Жалкая отговорка — я пытаюсь притвориться, что уважаю Вульфа, хотя на самом деле терпеть его не могу — единственно потому, что, по моим подозрениям, его уважает Уилл.
— Нет, священство — это не для меня, — говорит Вульф, явно наслаждаясь моей неловкостью. — Я думал пойти в политику.
— В политику, — со смехом повторяю я. — Но у тебя же нет шансов?
— Это почему? — спрашивает он, поворачиваясь ко мне — как обычно, с непроницаемым лицом.
— Слушай, Вульф, может ты прав в своих убеждениях, может, нет. Я не могу тебя судить.
— Неужели? С каких это пор? Ты же все время меня судишь. Я думал, ты согласен с остальными, кто подсовывает мне перья.
— Но даже если ты прав, — продолжаю я гнуть свою линию, — у тебя вряд ли получится убедить в этом людей после войны. Ну, то есть, если вдруг в моем округе кто-нибудь станет баллотироваться в парламент и скажет избирателям, что он возражает против войны и отказался идти на фронт, ему дай бог унести ноги с трибуны, а не то что набрать достаточно голосов.
— Но Артур же не отказывается идти на фронт. Он здесь, с нами.
— Здесь — учебный лагерь, — встревает Вульф. — Уилл, я же объяснял тебе, что как только нас отправят на фронт, я откажусь драться. Я им это говорил. Они это знают. Но не слушают, вот в чем беда. Военный трибунал уже давно должен был решить мое дело, но пока молчит. Меня это очень расстраивает.
— Слушай, а против чего ты на самом деле возражаешь? — спрашиваю я, вдруг осознав, что мне ничего не известно о его мотивах. — Тебе война не нравится? В этом дело?
— Война никому не должна нравиться, Сэдлер, — говорит Вульф. — И я не могу себе представить, чтобы она кому-то нравилась, кроме разве что сержанта Клейтона. Вот он, кажется, получает от нее удовольствие. Нет, я просто не верю, что хладнокровно лишать жизни других людей — это правильно. Я неверующий… ну, не очень верующий… но я думаю, что кому жить, а кому умирать, должен решать Бог. К тому же что я могу иметь против какого-нибудь немецкого мальчишки, которого притащили из Берлина, или Франкфурта, или Дюссельдорфа сражаться за родину? Что он может иметь против меня? Да, на карту поставлены вопросы, политические вопросы, территориальные, мы воюем из-за них, и я согласен, что интересы некоторых стран оказались ущемлены, но ведь есть же дипломатия, ведь могут же здравомыслящие люди собраться за столом и достигнуть согласия. И я считаю, что возможности решить вопрос мирным путем еще не исчерпаны. Но вместо этого мы просто убиваем друг друга — день за днем. Именно против этого я возражаю, Сэдлер, если тебе уж так интересно. И я отказываюсь в этом участвовать.
— Но послушай, — произносит Уилл с ноткой отчаяния в голосе, — тогда тебя отправят таскать носилки. Не может же быть, что ты этого хочешь.
— Конечно, нет. Но это единственная альтернатива.
— Но если тебя через десять минут снимет выстрелом снайпер, ты не сможешь внести свой ценный вклад в политику.
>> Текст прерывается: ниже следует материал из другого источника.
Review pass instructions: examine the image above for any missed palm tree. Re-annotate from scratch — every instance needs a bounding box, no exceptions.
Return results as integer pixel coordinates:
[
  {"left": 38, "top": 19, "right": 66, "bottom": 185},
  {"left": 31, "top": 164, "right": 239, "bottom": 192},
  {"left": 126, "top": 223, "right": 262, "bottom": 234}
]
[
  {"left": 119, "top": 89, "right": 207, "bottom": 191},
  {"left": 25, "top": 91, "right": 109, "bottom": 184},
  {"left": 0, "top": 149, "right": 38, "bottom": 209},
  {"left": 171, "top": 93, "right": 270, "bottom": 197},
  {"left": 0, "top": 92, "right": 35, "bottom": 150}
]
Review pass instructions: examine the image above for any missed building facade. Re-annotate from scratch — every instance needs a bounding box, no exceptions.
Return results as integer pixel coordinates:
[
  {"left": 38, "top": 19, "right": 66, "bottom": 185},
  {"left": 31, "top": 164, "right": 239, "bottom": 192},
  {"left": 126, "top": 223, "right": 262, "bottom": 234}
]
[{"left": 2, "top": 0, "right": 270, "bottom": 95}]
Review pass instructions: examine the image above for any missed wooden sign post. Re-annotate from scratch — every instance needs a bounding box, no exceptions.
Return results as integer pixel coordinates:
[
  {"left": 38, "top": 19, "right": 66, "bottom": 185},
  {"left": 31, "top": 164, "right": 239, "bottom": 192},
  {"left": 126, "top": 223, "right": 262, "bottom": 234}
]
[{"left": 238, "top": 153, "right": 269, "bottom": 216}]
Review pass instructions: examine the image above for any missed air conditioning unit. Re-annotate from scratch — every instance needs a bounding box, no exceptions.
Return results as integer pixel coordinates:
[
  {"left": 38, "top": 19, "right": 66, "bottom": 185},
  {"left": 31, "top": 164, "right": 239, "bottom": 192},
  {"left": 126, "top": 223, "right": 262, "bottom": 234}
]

Уилл, хмурясь, смотрит на меня, и мне становится стыдно за свои слова. Среди нас — всех нас — действует негласная договоренность не упоминать о последствиях войны, о том, что мало кто из нас доживет до ее окончания, а может, и вовсе никто не доживет, и мои слова чрезвычайно вульгарны и идут совершенно вразрез с этикетом. Я отворачиваюсь, не в силах выдержать испытующий взгляд друга, и громко топаю сапогами по камням.
— Сэдлер, что-то не так? — спрашивает Вульф через несколько минут, когда Уилл уходит вперед, о чем-то беседуя и смеясь с Хенли.
— Нет, — буркаю я, даже не глядя на него, — мои глаза устремлены вперед, на еще одну зачаточную дружбу, грозящую оставить меня с носом. — С какой стати?
— Ты, кажется, чем-то… обеспокоен, вот и все. Что-то тебя гложет.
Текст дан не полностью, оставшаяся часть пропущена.